Girls, what inappropriate questions about guys have you always wanted answered?

I know I'm late to this one, but hopefully I'm not repeating too much of what everyone said.

In my relationship, even though we've talked about it several times, I'm largely responsible for being romantic throughout the week, doing things to make her feel special, figuring out when she might be in the mood, making the first move, interpreting how she responds, reacting to anything from being treated like an annoyance to reluctant consent or even enthusiastic consent.

But then I also have to get her warmed up, which involves guessing where she wants to be touched and how she wants to be touched, adjusting lighting to an acceptable level for her, making sure she feels comfortable and isn't nervous, kissing her the right amount (but not too much or in the wrong way), only playing with her nipples if she's that's something she's in the mood for, and maybe throwing in a back massage or foot rub if she's too tense.

Once we eventually get to the actual sex, I have to again psychically guess exactly what she wants and how she wants it. I'm responsible for making sure she has an orgasm, as well as making sure I have an orgasm, but I also have to time the two so they happen at almost the same time because she doesn't like me continuing after she's done.
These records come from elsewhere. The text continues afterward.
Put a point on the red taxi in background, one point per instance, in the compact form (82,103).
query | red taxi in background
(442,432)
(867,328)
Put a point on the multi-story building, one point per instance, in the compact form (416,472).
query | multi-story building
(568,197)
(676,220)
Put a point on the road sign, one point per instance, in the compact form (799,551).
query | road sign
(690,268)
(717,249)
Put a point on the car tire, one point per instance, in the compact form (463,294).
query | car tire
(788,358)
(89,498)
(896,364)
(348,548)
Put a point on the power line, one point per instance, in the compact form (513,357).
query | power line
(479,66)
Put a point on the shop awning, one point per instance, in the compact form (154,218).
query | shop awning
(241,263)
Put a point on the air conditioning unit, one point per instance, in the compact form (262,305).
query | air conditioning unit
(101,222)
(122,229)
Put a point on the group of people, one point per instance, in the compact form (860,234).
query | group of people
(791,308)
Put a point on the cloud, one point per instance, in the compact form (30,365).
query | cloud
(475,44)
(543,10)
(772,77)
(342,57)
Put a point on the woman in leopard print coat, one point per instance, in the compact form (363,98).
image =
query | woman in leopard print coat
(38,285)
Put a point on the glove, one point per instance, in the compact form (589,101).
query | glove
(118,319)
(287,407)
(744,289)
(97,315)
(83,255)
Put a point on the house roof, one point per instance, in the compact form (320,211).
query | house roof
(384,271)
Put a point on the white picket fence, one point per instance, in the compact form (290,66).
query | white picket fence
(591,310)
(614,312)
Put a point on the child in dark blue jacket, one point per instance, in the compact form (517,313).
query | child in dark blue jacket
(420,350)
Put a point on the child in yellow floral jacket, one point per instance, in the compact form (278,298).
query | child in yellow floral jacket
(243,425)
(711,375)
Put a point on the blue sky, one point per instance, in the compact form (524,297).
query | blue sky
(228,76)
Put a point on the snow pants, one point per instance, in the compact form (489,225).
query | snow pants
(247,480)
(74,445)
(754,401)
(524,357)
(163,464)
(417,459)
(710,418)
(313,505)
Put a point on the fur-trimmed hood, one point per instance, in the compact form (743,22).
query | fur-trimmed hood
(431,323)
When she's on top, it's a little easier since she can more easily get herself off, but she'd never be able to get me off if I didn't still put in most of the effort.

And even though I have that entire laundry list of responsibilities, if I get any of it wrong, she'll let me know immediately that I messed up. But I also know that if I let the pressure of being responsible for getting everything right get to me and lose my erection, she'll also be upset.

As you can imagine, that's a lot of pressure.

I know women worry about how they look during sex, but the overwhelming majority have no idea what it's like to be held responsible for every single part of sex other than showing up and consenting. And you also don't have to worry about your boyfriend or husband stopping the sex just because you accidentally pinched something or caught a few hairs under your arm or couldn't hear something you said very quietly.

Plus, most men have been taught to be very careful of women's feelings in anything related to their bodies or sex. Women tend to be much more blunt with their criticisms of your performance.

So yes, performance anxiety is 100% a thing.